Ulysses’ prophetess was Circe, a sorceress expert in magical potions and therapies. Circe was, in fact, just as qualified as Meera’s psychiatrists. Ulysses took Circe’s advice. It was an informed choice. He had seen Circe’s drugs turn his men into swine, but he had protected himself with an antidote. Besides, he had known Circe for a year.

Meera might be less trusting. Her psychiatrist may tell her the therapies needed if her disease worsens are safe, but she might disagree. She might consider such therapies unsafe or even wrong. She may object to them on the basis that they might distort her sense of self. ‘That’s not me’ is a complete rejection, even when it is based on perception and not experience. So Meera may reject such therapies, and say that she will not want them used on her in any eventuality. If and when the disease has robbed her of free will, this decision of Meera will hold.

Conversely, Meera might feel safer with the thought of those therapies awaiting her. She could say that if her disease worsens, she wants these used on her. If and when the disease has robbed her of free will, this decision of Meera will hold.

The new Mental Health Care Bill gives the patient the right to state this ‘advance directive,’ called, in psychiatric parlance, the Ulysses contract.

It is meant, as I said earlier, to protect Meera.

But will it?

The very idea has thrown up a flurry of protest from psychiatrists. They argue that it is premature and jejune. Their arguments are based on the practical realities of treating the mentally ill. These arguments are also influenced by indignation that the State should intervene between the patient and her doctor, as if she needed protection from her doctor, rather than from her disease.

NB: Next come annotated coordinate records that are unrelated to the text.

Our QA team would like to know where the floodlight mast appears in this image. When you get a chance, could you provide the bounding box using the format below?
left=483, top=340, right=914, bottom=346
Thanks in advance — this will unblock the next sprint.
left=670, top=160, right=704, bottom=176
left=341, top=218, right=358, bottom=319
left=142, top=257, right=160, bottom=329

Perhaps, the fear is that such legislation presumes that psychiatry ignores the first Hippocratic rule all physicians swear by: Do no harm.

How valid are their arguments? Is their indignation justified? Does the law really put doctor and patient on opposite sides of the fence?

Before we consider that, here’s another question that’s moot: Is Meera’s situation comparable with that of Ulysses?

Yes, both of them know of a possible danger. Both have been offered a solution.

Ulysses had no other solution at hand. But has Meera? Not just at the present moment, but will she have options, say, ten or twenty years into the future?

Again, Ulysses’ directive to his men was for one crisis. He did not expect to go through that repeatedly, and with increasing terror and danger.

What about Meera?

She may have a mental illness that emerges periodically. There are some illnesses that pop up at intervals. Others manifest when the patient forgets to take her usual medication, or as is common in our country, decides to skip it to cut costs. The cascade of events might be foreseeable, and Meera may have full knowledge of its escalation.

Will that knowledge be cruel on Meera? Will it panic her into a decision she might not otherwise consider?

There is a lot of difference between knowledge and experience when it comes to suffering. That difference can be a manipulative tool. It is, after all, the core principle of torture. Disease, and the knowledge of advancing disease, is deeply coercive. Any decision made in the midst of suffering, or the dread of suffering, is one of expediency, not one of free will.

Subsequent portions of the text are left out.